王家の紋章が刻まれた、黒塗りの豪奢な車体のそばには、今ではすっかり顔馴染みとなった御者の顔が見えた。
「おはようチロ。いつもお迎えありがとう。あなたの顔を見ると、今日も安全な道のりになるって思えて安心するわ」
「ルクレツィア様……!!」
栗色のくせ毛にそばかすが可愛い御者のチロは、なぜかルクレツィアを見るなり顔を真っ赤にして口ごもってしまった。
「どうしたのチロ?私、どこか変かしら?」
「いっ、いえっ!きょ、今日もとてもお綺麗ですっっ!」
「まあ!褒めてくれてありがとう、チロ。じゃあ今日もよろしくね」
「はい!」
ルクレツィアの生家であるガルヴァーニ侯爵家は、大貴族の邸宅が建ち並ぶ王都の一等地にあり、王城までの距離は時間にして三十分ほどの場所だ。長い歴史と莫大な資産を有する彼女の家を知らぬものなどこの国にはいない。そしてガルヴァーニ侯爵が蝶よ花よと大切に育てたルクレツィアのことも。

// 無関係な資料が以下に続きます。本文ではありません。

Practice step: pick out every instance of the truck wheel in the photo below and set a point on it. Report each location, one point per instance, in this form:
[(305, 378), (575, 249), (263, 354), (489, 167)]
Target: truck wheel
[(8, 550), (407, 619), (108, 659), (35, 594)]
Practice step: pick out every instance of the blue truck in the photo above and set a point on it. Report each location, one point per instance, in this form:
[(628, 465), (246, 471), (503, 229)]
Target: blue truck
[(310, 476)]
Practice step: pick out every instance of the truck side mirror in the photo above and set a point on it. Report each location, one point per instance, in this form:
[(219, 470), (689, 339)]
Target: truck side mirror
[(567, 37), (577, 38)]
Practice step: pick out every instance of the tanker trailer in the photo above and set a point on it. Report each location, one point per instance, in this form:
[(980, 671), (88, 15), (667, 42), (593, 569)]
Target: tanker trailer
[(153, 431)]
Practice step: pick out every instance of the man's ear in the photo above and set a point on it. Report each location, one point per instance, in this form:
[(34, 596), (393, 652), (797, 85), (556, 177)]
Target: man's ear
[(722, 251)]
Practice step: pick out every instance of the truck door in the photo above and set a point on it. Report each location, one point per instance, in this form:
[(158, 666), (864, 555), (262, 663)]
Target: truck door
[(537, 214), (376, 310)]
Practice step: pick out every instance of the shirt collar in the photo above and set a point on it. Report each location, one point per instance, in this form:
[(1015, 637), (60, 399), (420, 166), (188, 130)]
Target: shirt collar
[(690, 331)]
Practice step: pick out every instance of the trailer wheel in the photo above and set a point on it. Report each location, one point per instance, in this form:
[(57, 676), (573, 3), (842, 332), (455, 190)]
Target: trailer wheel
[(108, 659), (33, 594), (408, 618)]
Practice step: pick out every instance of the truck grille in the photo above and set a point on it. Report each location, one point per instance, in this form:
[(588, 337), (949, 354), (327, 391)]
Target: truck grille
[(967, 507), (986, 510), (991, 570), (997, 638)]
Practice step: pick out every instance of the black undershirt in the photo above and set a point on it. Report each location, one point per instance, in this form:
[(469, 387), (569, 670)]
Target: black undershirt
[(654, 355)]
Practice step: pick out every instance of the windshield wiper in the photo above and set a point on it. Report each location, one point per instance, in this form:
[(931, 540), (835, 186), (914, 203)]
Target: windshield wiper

ガルヴァーニ侯爵は一人娘のルクレツィアを溺愛し、彼女が生まれてからというもの、決して人目に触れさせることがなかった。どこへ行くにも大きなつば広の帽子を被せ、周囲を護衛で囲ませた。
そして十四歳で社交界デビューを果たしたルクレツィアの姿を見た人々は、なぜガルヴァーニ侯爵が彼女を人目に触れさせなかったのか納得した。
白磁のような美しい肌に、すらりと伸びた手足。檸檬色の髪は神々しくその肢体を照らし、人々はまるで地上に女神が舞い降りたようだと囃し立てた。
これほど美しい娘ならば、隠しておきたくなるのも頷けると。
そんなルクレツィアを見初めたのがシルヴィオだ。その日シルヴィオは、元々エスコートを頼まれていたランベルディ公爵家のご令嬢を近習に押し付け、早足でルクレツィアの元へやってくると、最上の笑みを浮かべその手を差し出した。
シャンデリアの光を受けてキラキラと光る金色の髪に青い瞳。外の世界を知らなかったルクレツィアには、シルヴィオは絵本で見た王子様そのものだった。その瞬間、ルクレツィアは恋に落ちた。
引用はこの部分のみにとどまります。